With LLMs, there is no randomness, only pattern imitation.
Last year, Kaspersky summarized an analysis conducted with ChatGPT, Llama, and DeepSeek on password creation.
While these models can vary character types, what they generate is often highly predictable, the Russian publisher explained. He illustrated this with a tendency to draw on dictionary words by simply replacing certain letters with digits or special characters. DeepSeek produced passwords such as S@d0w12 and B@n@n@7 (inspired by shadow and banana). Llama, K5yB0a8dS8 and S1mP1eL1on (inspired by keyboard and simpleton).

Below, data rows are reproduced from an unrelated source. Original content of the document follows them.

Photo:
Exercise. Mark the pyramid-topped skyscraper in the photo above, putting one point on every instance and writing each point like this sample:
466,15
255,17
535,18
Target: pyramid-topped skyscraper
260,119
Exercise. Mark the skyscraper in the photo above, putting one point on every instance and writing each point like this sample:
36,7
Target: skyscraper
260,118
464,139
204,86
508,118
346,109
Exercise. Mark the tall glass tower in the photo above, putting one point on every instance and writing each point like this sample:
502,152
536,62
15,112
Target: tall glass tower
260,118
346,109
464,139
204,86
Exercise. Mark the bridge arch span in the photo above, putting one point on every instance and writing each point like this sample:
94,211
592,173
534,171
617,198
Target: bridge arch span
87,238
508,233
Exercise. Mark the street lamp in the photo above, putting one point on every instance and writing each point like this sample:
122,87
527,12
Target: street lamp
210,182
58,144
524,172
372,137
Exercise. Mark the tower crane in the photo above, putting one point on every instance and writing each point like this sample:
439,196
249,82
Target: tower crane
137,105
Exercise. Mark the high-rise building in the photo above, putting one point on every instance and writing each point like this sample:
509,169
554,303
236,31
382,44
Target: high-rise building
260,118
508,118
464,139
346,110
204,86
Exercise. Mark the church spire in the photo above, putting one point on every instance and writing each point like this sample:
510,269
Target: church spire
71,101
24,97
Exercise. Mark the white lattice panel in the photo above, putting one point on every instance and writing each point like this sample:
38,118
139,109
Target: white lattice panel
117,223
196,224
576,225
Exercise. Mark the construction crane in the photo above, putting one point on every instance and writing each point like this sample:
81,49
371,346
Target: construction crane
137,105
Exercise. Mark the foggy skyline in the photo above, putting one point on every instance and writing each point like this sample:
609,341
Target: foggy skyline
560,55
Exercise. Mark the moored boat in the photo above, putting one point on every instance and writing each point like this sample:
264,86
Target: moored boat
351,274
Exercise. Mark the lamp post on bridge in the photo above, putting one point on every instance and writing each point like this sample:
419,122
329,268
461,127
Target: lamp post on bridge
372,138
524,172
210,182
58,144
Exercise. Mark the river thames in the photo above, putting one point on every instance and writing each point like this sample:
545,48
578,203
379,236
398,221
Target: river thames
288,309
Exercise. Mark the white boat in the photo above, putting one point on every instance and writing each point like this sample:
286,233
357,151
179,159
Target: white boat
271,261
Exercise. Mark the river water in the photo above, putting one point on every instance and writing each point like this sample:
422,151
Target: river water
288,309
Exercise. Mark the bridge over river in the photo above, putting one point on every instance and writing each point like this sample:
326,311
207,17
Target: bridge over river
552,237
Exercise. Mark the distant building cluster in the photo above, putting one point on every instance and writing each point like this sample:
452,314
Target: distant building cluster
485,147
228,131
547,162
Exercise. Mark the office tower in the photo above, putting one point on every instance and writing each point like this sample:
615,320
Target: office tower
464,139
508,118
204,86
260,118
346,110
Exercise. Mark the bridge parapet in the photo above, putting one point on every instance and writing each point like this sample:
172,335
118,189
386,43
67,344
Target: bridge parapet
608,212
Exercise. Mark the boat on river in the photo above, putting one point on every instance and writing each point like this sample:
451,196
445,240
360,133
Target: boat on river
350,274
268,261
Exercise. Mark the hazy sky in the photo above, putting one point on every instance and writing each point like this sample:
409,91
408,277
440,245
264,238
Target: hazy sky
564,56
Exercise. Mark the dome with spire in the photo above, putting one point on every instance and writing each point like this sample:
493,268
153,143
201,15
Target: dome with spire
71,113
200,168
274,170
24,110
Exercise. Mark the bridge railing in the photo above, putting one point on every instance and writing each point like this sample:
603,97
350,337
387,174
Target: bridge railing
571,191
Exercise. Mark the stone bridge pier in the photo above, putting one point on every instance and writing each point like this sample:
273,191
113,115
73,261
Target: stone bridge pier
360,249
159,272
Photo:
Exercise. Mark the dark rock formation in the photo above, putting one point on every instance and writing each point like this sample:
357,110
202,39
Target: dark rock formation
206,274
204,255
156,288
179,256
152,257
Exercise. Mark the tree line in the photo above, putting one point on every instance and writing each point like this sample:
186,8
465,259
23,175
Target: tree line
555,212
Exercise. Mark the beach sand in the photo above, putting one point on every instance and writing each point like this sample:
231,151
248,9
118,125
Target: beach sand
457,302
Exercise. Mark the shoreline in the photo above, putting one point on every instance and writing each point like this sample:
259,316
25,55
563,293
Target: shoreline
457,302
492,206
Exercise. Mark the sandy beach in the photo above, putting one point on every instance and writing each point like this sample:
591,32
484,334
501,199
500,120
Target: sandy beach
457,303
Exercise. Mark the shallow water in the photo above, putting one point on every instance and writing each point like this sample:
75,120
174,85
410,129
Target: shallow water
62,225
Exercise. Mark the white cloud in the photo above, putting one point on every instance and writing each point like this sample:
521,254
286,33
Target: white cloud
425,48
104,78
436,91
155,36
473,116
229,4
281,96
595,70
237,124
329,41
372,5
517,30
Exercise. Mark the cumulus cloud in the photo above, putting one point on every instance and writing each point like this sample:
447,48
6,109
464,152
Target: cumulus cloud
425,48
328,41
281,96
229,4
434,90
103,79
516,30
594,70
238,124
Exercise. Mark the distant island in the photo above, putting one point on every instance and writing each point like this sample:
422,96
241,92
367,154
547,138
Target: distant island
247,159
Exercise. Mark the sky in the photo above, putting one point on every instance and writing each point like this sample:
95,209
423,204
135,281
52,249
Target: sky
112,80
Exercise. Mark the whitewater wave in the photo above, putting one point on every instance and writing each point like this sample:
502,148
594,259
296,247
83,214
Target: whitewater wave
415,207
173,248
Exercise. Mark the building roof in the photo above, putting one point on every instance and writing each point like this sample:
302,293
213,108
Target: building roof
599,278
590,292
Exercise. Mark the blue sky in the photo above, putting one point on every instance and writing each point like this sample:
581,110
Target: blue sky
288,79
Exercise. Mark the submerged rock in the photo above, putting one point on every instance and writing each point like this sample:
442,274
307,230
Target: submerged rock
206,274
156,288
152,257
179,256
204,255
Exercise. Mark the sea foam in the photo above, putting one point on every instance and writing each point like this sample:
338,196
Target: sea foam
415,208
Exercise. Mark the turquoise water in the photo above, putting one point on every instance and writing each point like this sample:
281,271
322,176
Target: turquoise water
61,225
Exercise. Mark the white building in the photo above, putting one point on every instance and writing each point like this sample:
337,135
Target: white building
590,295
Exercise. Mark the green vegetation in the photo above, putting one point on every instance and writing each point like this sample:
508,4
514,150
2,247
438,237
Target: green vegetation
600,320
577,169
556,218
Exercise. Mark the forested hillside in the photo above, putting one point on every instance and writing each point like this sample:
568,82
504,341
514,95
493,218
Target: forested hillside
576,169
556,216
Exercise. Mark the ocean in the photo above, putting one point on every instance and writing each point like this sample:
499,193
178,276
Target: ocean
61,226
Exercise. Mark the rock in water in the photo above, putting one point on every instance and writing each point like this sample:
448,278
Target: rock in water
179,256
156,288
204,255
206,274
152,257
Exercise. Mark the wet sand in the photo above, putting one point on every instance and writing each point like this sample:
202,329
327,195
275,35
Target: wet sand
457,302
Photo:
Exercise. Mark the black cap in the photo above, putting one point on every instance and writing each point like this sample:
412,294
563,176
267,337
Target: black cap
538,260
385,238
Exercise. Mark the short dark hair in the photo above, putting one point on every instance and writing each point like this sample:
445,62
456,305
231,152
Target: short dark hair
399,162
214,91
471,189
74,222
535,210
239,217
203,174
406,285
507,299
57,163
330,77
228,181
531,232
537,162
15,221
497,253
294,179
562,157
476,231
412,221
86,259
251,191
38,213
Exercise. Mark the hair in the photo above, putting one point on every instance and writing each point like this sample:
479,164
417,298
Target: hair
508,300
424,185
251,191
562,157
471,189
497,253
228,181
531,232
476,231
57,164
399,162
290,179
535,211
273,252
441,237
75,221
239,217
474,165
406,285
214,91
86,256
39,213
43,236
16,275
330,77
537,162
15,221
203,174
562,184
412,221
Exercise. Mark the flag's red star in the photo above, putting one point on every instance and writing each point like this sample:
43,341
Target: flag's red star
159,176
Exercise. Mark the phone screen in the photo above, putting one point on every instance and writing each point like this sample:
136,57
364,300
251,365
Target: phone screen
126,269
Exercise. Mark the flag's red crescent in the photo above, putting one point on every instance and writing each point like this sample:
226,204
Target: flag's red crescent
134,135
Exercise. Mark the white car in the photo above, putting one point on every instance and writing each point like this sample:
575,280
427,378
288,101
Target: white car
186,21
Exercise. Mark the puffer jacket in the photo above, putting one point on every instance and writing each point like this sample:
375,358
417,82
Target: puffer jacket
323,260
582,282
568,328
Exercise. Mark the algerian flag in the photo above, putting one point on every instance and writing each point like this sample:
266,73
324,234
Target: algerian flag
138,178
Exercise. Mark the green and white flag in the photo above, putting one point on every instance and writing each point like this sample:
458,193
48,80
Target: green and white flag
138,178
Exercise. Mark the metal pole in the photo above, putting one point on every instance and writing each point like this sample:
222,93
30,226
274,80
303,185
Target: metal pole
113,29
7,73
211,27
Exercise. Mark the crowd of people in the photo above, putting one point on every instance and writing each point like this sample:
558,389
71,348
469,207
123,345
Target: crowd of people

Llama and DeepSeek had also produced multiple derivatives of password. P@ssw0rd1 and P@ssw0rdV for the former, for example; P@ssw0rd and P@ssw0rd!23 for the latter. ChatGPT was an exception, but proved similarly predictable by showing preferences for certain characters (9, x, p, I, L). All three, moreover, used letters-only in only about a quarter to a third of their passwords.
Lexicon, culture: training corpora, not so random
More recently, Alibaba also concluded the weakness of passwords generated by LLMs. Their summary: AI, mainly trained on text corpora, does not create randomness but a plausible fiction.
The corpora in question impose lexical constraints (common noun-verb-adjective pairings, in particular) and cultural constraints (notably, appearances of contemporary Gregorian calendar years and predictable character substitutions, such as a for @ and e for 3).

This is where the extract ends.